1. I created a totally vanilla install of CraftCMS
2. Copied the plugin config from the problem composer.json to the vanilla composer.json
3. composer upgrade — to get the plugins
4. Installed and applied the project config from the problem site to the vanilla site
   5. BAM! — the problem appears again!!

SO... somehow, on a few sites now — all the ones I tested, I managed to configure them in such a way that it is creating this issue — but I have no clue now what it could be.

Could I send you the problem project config and the list of plugins from composer.json to see if this happens to you as well?

[bencroker]

A database dump and the composer files would be great, to support@putyourlightson.com

[adrianjean]

Sent!

[bencroker]

Thanks. That works just fine for me in a DDEV environment.

[bencroker]

I just made a tweak in 0cc030a, which is very unlikely to help, but may still be worth a shot.

[bencroker]

I’ve also added a new config setting that will allow you to override the SSI tag format, which may help with troubleshooting

// Default value:
'ssiTagFormat' => '<!--#include virtual="{uri}" -->',

// For troubleshooting:
'ssiTagFormat' => '<!--Placeholder for an SSI tag -->',

You can test this by running composer require "putyourlightson/craft-blitz:dev-feature/ssi-tag-format as 4.9.1".

[adrianjean]

Update:

0cc030a — sadly doesn't have an effect. The include statement itself is where it fails.

Configuration setting:
When I use the default setting, issue is still there. BUT I am able to override it using the new config setting (better than editing the code every time there is a blitz update):

• I create /web/blitz-detect.html
• Copy your <script>blitzSsiDetected = true;</script> into it.
• Set that as the config 'ssiTagFormat' => '<!--#include virtual="/blitz-test.ssi" -->', — and it all works!!
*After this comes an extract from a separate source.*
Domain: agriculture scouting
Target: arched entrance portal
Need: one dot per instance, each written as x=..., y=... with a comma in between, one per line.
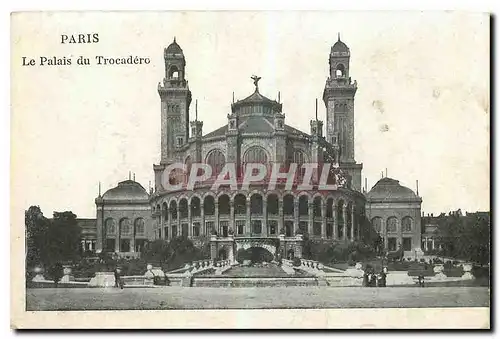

I think with the config setting as a workaround, I'd say this issue is resolved.

[adrianjean]

Small note: The dev-feature/ssi-tag-format as 4.9.1 breaks the includeCached feature.

[bencroker]

Please elaborate.

[adrianjean]

Ah — ok I was confused about the ssiTagFormat config setting.
I spun up a local ddev as well and everything seems to work fine there.
At this point I've run out of clues how to isolate this any further to find a solution. There may just not be a fix for this.

[bencroker]

Yeah, it’s a real mystery. I’ve added a new detectSsiEnabled config setting in 042901c which setting to false will prevent that check in the CP.

[bencroker]

Released in 4.9.1.

[adrianjean]

Amazing — thank you SO much. If I every find out what's going on I'll update this here.